Ugh! I know I should probably be more sensitive and not use the “C” word, especially since I don’t even celebrate the religious aspects of Chirstmas, but my family does do Christmas with the tree, Santa, presents, etc. And this year, I’m kind of excited to see what is under the tree for me. But first let me explain myself a bit. I have never been interested in what I will get…oh wait, scratch that. It’s not true. Outwardly I’ve never been interested and I have always been very much into the spirit of the season, but secretly…yes I really did want some cool thing. Sometimes I got it and sometimes I didn’t. Then underneath my wanting and not wanting is a load of guilt about getting any material items, because it’s not about getting and I know that.
Are you getting a glimpse of mind twisted way of thinking? I want stuff, but I don’t want it and if I get it I feel guilty. I know you are not my therapist and really don’t want you to ponder on this. I’m getting to the point now…
When my kids wanted money this year to do their shopping I frowned and said stuff like, “Why don’t you just make me something?” and “My gift would be for you to be successful and happy.” But they didn’t like these responses. So I gave them money (why I had to give them money is a topic for another time).
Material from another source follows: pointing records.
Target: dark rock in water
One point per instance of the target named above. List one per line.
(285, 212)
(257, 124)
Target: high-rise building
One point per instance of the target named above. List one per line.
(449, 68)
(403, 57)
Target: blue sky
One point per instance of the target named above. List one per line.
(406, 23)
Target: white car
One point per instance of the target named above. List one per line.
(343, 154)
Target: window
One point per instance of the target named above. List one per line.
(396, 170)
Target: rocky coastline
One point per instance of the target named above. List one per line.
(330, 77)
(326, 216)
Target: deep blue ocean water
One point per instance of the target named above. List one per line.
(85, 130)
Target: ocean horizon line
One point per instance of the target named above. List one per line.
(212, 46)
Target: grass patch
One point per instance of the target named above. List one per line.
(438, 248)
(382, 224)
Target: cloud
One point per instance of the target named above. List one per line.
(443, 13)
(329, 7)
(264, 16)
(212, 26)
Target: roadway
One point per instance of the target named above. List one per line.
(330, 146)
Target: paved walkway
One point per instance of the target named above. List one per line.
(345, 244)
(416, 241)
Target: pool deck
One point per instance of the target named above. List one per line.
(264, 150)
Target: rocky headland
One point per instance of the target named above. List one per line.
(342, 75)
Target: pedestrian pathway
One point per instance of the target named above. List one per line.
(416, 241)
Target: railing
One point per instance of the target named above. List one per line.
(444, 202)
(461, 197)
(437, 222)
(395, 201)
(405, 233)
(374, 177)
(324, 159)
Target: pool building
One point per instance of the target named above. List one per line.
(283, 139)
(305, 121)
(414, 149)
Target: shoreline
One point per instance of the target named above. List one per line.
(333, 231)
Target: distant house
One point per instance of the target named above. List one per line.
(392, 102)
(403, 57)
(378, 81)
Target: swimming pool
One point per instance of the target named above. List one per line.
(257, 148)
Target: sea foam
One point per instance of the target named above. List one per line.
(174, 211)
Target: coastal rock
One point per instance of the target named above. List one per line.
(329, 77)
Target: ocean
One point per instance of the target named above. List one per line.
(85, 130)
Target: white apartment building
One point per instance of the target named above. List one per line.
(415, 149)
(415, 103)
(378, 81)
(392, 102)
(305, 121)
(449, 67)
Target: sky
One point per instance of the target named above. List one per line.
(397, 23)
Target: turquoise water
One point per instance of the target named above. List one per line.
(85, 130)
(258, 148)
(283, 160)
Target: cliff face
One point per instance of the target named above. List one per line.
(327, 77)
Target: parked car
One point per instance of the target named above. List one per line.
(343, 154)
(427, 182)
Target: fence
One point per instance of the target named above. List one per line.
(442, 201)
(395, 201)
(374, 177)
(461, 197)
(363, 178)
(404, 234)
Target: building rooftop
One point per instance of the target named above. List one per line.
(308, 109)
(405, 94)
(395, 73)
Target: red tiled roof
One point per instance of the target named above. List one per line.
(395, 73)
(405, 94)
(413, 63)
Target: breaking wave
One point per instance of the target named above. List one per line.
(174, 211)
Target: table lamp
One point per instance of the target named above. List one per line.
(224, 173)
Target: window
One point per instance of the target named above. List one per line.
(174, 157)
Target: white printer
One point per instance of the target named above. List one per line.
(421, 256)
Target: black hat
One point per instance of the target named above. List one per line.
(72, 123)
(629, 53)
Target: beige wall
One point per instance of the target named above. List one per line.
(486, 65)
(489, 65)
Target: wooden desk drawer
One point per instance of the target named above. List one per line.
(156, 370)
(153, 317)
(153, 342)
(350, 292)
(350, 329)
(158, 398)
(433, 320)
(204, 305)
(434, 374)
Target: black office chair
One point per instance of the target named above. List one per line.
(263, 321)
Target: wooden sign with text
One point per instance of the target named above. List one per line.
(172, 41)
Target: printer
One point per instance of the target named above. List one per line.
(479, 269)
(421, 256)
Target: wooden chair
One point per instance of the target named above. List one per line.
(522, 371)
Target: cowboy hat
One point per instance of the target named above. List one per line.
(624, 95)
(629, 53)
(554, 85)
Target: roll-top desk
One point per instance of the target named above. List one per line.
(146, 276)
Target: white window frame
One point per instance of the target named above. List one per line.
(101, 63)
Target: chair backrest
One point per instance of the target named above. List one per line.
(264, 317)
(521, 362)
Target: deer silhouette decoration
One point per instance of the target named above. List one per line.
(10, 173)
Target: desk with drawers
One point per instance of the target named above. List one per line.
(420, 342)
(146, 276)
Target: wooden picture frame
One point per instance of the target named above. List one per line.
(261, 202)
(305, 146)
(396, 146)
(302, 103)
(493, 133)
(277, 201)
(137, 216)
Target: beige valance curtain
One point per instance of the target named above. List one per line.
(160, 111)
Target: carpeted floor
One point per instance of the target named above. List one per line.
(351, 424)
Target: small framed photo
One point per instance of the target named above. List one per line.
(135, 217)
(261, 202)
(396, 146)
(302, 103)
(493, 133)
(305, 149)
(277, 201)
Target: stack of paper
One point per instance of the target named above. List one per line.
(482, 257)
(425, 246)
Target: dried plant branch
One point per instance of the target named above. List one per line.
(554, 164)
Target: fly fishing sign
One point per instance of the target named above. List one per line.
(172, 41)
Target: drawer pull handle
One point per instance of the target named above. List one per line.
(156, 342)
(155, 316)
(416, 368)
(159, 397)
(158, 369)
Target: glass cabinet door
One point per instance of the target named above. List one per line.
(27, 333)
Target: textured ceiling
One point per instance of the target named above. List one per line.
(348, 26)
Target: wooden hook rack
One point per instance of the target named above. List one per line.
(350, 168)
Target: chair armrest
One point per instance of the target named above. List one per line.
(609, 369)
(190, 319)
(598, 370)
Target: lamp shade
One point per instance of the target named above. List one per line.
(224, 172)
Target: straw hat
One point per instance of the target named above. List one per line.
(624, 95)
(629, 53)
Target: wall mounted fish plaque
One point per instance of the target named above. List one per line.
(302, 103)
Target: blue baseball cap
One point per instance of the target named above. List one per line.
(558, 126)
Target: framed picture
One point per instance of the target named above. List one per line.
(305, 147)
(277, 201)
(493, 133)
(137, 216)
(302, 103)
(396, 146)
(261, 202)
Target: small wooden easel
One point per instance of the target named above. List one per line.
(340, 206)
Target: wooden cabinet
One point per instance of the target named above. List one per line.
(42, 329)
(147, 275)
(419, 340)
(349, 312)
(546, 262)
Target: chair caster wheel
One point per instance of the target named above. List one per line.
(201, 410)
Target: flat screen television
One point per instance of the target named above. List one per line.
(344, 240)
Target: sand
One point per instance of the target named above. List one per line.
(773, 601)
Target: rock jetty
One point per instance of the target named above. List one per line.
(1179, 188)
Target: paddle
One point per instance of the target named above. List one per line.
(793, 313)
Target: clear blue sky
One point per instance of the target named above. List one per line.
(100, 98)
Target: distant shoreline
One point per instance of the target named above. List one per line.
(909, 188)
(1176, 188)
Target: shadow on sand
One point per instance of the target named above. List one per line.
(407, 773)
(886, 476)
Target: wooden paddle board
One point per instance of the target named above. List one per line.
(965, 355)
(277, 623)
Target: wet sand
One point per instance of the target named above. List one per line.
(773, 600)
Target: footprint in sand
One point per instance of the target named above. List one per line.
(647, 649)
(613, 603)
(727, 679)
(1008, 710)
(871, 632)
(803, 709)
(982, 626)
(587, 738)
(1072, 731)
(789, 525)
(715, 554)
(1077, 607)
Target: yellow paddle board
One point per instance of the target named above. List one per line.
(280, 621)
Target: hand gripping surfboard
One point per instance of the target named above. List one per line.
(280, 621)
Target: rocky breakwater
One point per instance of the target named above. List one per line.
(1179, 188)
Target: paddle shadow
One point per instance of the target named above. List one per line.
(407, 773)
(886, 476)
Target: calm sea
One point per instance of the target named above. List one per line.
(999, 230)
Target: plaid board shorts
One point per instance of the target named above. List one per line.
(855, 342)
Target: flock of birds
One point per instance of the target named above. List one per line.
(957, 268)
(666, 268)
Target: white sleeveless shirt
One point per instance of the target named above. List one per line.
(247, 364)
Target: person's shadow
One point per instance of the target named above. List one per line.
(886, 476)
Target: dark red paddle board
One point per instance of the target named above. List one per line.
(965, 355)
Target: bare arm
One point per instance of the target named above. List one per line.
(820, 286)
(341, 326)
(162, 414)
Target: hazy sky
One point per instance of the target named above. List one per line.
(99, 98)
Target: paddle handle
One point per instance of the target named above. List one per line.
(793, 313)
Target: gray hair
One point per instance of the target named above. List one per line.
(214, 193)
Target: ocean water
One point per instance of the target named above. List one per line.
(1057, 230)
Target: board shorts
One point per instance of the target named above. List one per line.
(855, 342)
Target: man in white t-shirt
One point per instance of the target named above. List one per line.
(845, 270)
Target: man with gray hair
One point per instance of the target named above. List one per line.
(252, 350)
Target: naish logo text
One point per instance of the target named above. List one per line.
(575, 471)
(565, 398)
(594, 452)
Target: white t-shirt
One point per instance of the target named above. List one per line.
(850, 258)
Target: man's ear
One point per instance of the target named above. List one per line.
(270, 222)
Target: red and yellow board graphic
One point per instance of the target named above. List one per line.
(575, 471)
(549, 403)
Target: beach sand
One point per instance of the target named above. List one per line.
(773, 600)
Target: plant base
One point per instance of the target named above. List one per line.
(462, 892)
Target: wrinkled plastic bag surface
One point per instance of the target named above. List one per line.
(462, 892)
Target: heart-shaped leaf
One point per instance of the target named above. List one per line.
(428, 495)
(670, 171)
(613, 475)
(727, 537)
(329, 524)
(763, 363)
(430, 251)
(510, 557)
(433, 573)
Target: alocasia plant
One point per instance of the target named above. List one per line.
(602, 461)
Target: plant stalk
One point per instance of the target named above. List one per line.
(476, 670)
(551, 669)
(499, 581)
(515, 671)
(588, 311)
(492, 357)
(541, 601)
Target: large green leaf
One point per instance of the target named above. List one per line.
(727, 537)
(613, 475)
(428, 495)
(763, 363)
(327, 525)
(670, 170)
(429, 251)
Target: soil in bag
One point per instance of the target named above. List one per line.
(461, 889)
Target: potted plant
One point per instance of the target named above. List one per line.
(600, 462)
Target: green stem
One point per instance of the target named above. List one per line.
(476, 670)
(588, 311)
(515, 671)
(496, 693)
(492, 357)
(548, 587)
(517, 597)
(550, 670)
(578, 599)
Now, since I gave them such vague responses as mentioned above when they asked what I wanted for Christmas I don’t expect that I’ll get anything that I actually would like to have. It’s sort of like that time I only told Santa about the doll I wanted. I think my kids know me well and will get something thoughtful that I’ll like. But come that special, magical, crazy morning when we open gifts I might not get anything I want. And that is okay.
What I’ll get are gifts that everyone put effort and thought into. And even though they didn’t raid the recycling bin to make me some totally useless thing-a-m-bob, they are giving me gifts because they want to see me smile and make me happy.
The kids finished up their shopping this weekend. I had the house to myself to finish crafting up my homemade gifts and wrapping. Then come Sunday night everyone was done with the hectic gathering and pleased that they found great gifts for everyone else. And I can’t wait to see their faces when I open their gifts.